Electric vehicles are the main development direction of new energy vehicles, and the biggest safety hazard is the power cnhl 6s lipo battery.

Although there are quite a lot of regulations on the safety of the cnhl 6s lipo battery system and battery performance in China, due to the inherent chemical characteristics of the power battery, unstable factors in some special conditions will lead to spontaneous combustion, and the cnhl 6s of electric vehicles The thermal runaway rate of lipo battery is difficult to estimate, and it is more difficult to extinguish than traditional gasoline vehicles.

Today, CNHL will give you a comprehensive interpretation of the new safety technology and new trends of cnhl 6s lipo battery!
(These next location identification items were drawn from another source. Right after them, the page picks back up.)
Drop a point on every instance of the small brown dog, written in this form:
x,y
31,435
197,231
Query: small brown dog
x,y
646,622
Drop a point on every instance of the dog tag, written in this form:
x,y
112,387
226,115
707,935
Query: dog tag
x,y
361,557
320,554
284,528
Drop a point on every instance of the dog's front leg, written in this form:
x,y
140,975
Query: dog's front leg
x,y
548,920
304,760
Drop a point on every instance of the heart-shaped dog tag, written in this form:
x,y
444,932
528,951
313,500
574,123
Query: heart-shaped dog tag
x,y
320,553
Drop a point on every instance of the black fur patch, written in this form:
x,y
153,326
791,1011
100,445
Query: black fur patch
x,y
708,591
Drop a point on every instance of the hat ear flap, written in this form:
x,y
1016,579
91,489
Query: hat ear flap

cnhl 6s lipo battery thermal runaway process:

The thermal runaway of the cnhl 6s lipo battery is caused by the fact that the heat generation rate of the cnhl 6s lipo battery is much higher than the heat dissipation rate, and a large amount of heat is accumulated and not dissipated in time. In essence, "thermal runaway" is an energy-positive feedback loop process: increased temperature causes the system to heat up, which in turn makes the system hotter. Without strict division, battery thermal runaway can be divided into three stages

Stage 1: Internal thermal runaway stage of cnhl 6s lipo battery
Due to internal short circuit, external heating, or the cnhl 6s lipo battery itself heats up during high current charging and discharging, the internal temperature of the battery rises to about 90℃~100℃, and the lithium salt LiPF6 begins to decompose;

for the chemical activity of the carbon negative electrode in the charged state Very high, close to metal lithium, the SEI film on the surface decomposes at high temperature, and the lithium ions embedded in the graphite react with the electrolyte and the binder, which further pushes the temperature of the cnhl 6s lipo battery to 150 ℃, and there are new products at this temperature. The violent exothermic reaction occurs, for example, a large amount of electrolyte is decomposed to generate PF5, and PF5 further catalyzes the decomposition reaction of organic solvents.
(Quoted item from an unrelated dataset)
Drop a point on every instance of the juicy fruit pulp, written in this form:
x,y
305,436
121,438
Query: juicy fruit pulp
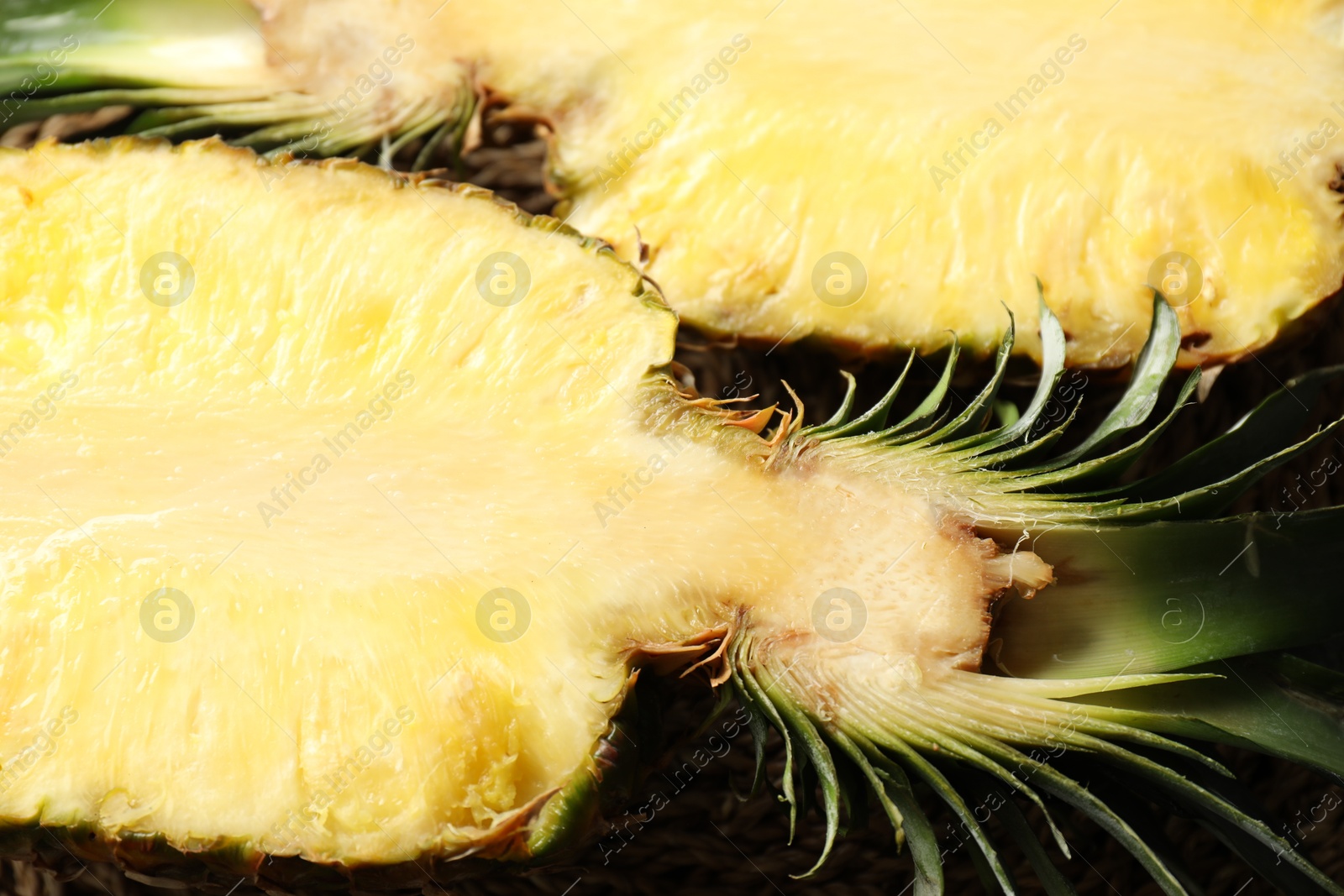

Stage 2: cnhl 6s lipo battery drumming stage
When the temperature of the cnhl 6s lipo battery reaches above 200°C, the positive electrode material decomposes, releasing a large amount of heat and gas, and the temperature continues to rise. At 250-350°C, the lithium intercalated negative electrode begins to react with the electrolyte.
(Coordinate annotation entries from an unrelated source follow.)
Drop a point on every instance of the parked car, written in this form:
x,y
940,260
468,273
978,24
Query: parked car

Stage 3: cnhl 6s lipo battery thermal runaway, explosion failure stage
During the reaction process, the charged cathode material begins to undergo a violent decomposition reaction, and the electrolyte undergoes a violent oxidation reaction, releasing a large amount of heat, generating high temperature and a large amount of gas, and the cnhl 6s lipo battery burns and explodes.

cnhl 6s lipo battery process design and thermal runaway:

The production process of cnhl 6s lipo battery is very complicated, and even with strict control, metal impurities or burrs in the production process cannot be completely avoided. If impurities, burrs or dendrites appear inside the cnhl 6s lipo battery, the electrical conductivity will rise after amplification and deterioration, the temperature will rise, and the heat generated by the chemical reaction and discharge heat will accumulate, which may eventually lead to the thermal runaway of the cnhl 6s lipo battery.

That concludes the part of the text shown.